En septembre, si vos piments restent verts, c’est sûrement à cause de cette erreur d’arrosage que tout le monde fait
© Reworld Media
Partout en France, des jardiniers voient leurs piments encore verts en septembre malgré des plants chargés de fruits. Et si le problème venait justement de leur façon d’arroser ?
Sur les plants de piments, le scénario se répète chaque septembre : des branches chargées de fruits fermes et brillants… mais toujours verts. Beaucoup continuent pourtant d’arroser généreusement, persuadés d’aider la plante, alors que ce réflexe bienveillant maintient justement la coloration au point mort.
Le responsable n’est ni la variété ni l’été capricieux, mais ce sol constamment humide qui garde le piment en mode « vacances ». Pendant que l’on arrose encore comme en juillet, les maraîchers, eux, font exactement l’inverse… et leurs rangées rougissent pendant que les nôtres stagnent.
Pourquoi vos piments encore verts en septembre ne sont pas ratés
Un piment vert n’est pas un échec, c’est un fruit en cours de maturation, encore rempli de chlorophylle qui masque les pigments rouges, jaunes ou orangés, appelés caroténoïdes. En temps chaud, avec beaucoup de lumière directe, la chlorophylle se dégrade peu à peu et la couleur change.
Originaire de climats bien plus longs et chauds que le climat français, le piment a vu son métabolisme ralentir dès que les nuits ont commencé à fraîchir. S’il trouve encore beaucoup d’eau au pied, il continue de fabriquer feuilles et tiges plutôt que d’accélérer le mûrissement des fruits déjà formés.
L’arrosage de septembre qui les garde obstinément verts
Nous avons tous déjà gardé le même rythme d’arrosage qu’en plein été, laissant la terre humide en permanence. Pour le plant, ce confort signifie abondance ; aucun signal de « fin de saison » n’est envoyé, donc la plante retarde sa priorité sur les fruits. À l’inverse, un stress hydrique modéré – espacer les arrosages, laisser sécher la surface – l’incite à finir ce qui est déjà accroché.

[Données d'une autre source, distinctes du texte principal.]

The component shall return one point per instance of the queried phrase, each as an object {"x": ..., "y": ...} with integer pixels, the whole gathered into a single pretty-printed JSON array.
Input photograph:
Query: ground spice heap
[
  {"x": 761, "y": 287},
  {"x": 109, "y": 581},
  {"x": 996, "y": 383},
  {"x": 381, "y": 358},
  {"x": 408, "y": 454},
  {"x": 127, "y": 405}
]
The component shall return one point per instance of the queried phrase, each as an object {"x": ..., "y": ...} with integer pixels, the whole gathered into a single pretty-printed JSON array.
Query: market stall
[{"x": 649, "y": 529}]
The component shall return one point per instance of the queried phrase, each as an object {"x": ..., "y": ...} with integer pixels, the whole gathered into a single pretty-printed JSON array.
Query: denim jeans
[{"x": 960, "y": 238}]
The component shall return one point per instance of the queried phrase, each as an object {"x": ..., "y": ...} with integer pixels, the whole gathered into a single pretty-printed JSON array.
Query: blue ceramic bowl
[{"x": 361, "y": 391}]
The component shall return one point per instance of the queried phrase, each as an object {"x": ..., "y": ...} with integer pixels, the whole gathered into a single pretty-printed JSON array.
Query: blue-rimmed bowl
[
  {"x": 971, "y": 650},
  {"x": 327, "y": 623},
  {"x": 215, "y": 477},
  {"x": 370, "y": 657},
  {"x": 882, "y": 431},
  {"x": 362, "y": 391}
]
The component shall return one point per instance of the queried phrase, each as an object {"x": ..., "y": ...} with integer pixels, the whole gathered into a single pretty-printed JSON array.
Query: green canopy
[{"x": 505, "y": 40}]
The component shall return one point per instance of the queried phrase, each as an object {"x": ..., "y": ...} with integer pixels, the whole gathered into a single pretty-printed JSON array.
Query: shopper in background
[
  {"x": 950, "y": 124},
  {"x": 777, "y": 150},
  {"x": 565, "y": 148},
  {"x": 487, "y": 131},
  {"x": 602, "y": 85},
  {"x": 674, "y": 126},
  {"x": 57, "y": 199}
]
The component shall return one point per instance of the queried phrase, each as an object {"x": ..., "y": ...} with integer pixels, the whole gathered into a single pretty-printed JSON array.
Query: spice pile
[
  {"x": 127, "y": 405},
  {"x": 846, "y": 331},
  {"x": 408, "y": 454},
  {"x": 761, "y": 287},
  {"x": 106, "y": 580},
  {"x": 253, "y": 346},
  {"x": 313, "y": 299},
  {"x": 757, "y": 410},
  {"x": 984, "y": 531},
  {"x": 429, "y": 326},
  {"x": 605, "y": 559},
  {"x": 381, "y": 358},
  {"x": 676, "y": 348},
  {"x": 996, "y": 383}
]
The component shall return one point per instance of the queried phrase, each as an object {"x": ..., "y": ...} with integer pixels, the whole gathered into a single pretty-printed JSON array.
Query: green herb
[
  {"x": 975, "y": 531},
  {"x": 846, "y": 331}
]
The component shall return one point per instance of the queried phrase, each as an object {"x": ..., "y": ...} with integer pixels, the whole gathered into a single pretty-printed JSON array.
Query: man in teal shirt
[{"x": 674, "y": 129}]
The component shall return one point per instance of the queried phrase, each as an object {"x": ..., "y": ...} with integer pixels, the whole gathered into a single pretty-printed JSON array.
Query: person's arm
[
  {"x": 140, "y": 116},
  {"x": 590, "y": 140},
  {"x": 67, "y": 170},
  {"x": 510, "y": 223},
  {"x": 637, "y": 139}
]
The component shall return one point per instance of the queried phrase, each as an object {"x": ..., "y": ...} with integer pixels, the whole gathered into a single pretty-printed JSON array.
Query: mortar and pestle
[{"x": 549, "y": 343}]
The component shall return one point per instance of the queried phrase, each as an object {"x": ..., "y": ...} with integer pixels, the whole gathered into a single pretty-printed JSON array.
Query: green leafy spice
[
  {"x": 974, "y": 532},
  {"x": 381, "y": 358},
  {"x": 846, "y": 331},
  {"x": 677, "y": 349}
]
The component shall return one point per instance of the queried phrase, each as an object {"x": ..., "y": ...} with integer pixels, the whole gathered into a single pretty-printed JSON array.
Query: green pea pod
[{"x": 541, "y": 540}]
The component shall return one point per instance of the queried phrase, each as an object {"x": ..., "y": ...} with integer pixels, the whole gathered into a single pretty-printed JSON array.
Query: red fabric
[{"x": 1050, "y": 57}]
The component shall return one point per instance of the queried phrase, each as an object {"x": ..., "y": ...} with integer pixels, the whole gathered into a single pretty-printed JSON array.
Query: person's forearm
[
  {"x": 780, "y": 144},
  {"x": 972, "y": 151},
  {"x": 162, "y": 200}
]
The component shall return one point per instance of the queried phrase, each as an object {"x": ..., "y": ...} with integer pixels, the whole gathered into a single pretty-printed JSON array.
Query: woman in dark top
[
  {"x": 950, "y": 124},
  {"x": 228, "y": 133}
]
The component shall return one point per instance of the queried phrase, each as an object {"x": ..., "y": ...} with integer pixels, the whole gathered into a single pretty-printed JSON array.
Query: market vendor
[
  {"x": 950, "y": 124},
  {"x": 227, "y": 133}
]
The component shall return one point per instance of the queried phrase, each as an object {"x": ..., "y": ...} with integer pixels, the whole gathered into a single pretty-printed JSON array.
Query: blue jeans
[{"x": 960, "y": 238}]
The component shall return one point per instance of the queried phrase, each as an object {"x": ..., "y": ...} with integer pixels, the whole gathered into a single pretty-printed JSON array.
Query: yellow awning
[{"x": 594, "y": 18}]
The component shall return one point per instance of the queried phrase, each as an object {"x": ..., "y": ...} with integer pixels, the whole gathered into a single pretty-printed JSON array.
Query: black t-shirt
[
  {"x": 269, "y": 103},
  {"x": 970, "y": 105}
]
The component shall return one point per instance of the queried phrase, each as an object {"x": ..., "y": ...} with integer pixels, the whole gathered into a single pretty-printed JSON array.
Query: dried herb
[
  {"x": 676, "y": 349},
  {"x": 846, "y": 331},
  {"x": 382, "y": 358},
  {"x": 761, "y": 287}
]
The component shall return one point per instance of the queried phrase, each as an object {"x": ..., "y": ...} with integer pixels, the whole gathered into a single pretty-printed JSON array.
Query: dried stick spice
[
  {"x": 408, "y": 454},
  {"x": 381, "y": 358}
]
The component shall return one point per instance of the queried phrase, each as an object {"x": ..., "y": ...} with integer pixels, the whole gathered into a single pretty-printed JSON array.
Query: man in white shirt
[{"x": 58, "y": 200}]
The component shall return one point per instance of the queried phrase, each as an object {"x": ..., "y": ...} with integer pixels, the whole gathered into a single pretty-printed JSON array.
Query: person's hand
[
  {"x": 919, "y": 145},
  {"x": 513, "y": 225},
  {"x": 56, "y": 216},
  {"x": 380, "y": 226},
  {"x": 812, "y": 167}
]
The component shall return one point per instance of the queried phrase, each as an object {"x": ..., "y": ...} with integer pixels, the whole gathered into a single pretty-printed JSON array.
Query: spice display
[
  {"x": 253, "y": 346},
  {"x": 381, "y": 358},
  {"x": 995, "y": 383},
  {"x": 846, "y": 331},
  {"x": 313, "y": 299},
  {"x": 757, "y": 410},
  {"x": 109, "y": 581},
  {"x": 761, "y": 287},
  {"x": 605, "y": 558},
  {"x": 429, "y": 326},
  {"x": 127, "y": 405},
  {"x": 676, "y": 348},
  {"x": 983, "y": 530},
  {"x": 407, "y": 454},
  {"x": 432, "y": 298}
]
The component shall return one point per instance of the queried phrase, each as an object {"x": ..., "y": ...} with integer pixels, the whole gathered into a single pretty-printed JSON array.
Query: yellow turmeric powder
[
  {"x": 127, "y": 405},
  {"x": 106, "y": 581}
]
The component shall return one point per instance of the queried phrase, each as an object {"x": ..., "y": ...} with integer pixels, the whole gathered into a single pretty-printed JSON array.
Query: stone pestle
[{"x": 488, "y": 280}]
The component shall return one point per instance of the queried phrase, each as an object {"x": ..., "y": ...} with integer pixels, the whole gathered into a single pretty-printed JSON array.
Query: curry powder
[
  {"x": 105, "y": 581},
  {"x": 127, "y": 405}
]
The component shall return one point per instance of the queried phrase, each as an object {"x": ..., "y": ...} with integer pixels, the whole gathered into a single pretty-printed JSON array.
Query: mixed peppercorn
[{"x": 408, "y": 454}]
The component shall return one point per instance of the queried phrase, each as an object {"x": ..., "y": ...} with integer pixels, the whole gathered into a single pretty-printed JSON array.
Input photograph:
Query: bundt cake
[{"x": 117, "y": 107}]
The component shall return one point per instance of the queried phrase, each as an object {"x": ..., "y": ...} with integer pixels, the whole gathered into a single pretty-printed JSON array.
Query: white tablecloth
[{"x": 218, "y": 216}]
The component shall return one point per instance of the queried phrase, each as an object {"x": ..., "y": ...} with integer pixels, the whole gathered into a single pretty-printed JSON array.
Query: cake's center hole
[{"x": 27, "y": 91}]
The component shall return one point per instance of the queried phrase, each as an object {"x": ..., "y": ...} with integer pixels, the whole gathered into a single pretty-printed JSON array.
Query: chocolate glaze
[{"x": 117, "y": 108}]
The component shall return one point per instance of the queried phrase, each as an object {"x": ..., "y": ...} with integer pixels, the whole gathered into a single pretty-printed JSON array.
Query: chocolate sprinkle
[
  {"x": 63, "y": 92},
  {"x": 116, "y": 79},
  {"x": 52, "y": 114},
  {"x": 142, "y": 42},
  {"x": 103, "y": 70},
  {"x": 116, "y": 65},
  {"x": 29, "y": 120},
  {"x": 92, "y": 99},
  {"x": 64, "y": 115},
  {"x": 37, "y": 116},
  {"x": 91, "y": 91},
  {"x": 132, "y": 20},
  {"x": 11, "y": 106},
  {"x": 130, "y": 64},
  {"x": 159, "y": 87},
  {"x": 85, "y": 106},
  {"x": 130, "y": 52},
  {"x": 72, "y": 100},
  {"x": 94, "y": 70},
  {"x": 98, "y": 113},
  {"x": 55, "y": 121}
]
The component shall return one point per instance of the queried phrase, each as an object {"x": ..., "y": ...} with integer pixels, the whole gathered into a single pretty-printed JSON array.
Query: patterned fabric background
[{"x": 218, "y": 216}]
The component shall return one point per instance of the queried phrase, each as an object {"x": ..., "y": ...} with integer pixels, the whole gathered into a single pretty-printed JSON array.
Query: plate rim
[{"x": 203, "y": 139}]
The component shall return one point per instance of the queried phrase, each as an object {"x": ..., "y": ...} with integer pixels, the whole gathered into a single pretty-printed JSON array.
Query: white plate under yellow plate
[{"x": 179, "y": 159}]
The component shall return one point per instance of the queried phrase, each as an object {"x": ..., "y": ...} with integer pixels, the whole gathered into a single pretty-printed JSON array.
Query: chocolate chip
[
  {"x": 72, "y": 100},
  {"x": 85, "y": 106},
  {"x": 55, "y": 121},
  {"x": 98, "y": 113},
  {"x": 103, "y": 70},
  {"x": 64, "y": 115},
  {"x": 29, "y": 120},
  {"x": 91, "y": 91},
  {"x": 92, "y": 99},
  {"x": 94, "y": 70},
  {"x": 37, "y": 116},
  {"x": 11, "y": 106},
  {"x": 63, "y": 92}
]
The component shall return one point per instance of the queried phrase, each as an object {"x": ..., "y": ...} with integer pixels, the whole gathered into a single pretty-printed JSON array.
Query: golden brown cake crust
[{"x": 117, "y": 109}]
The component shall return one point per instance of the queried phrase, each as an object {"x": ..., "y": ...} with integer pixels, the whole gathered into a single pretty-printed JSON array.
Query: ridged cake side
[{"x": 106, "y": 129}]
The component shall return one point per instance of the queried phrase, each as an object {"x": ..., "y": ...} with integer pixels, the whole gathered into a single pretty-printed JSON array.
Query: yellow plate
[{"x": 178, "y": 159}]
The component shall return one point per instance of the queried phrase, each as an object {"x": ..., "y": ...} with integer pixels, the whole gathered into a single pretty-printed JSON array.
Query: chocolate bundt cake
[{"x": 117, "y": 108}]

Les maraîchers associent toujours cette légère restriction d’eau à un effeuillage ciblé : quelques feuilles en moins autour des piments, pas plus. Les fruits reçoivent alors davantage de soleil, se réchauffent, la chlorophylle se dégrade plus vite et la coloration s’accélère. Quand les nuits restent au-dessus de 15 °C, ce duo « moins d’eau + plus de lumière » peut faire gagner une à deux semaines de maturation.
Le bon geste à adopter dès maintenant pour les faire rougir
Dès fin août, ou tant que les nuits tournent autour de 15 °C, on commence par espacer les arrosages : en pleine terre, souvent un bon arrosage par semaine suffit ; en pot, seulement quand la terre est sèche sur quelques centimètres. Ensuite, on enlève doucement les nouvelles fleurs et les tout petits fruits qui n’auront pas le temps de mûrir, afin de concentrer l’énergie sur les plus gros.
- Ôter juste les feuilles qui font de l’ombre directe aux piments, sans dénuder le plant.
- Éviter tout engrais riche en azote et, si besoin, privilégier un apport léger en potasse.
- Surveiller la météo et récolter les fruits encore verts avant un coup de froid durable pour les faire rougir à l’intérieur, près d’une fenêtre lumineuse.
- Ne jamais revenir à l’arrosage « de juillet » une fois le stress hydrique installé, sous peine de relancer uniquement le feuillage.
En bref
- 🌶️ Fin août et en septembre, de nombreux jardiniers constatent des piments encore verts en septembre malgré des plants vigoureux et un arrosage régulier.
- 💧 Le texte montre comment un sol humide bloque la maturation, et pourquoi stress hydrique modéré et effeuillage ciblé changent la priorité énergétique du plant.
- ☀️ Entre réglage de l’arrosage, gestion de la lumière et calendrier avant les 15 °C nocturnes, une stratégie complète se dessine pour sauver la récolte.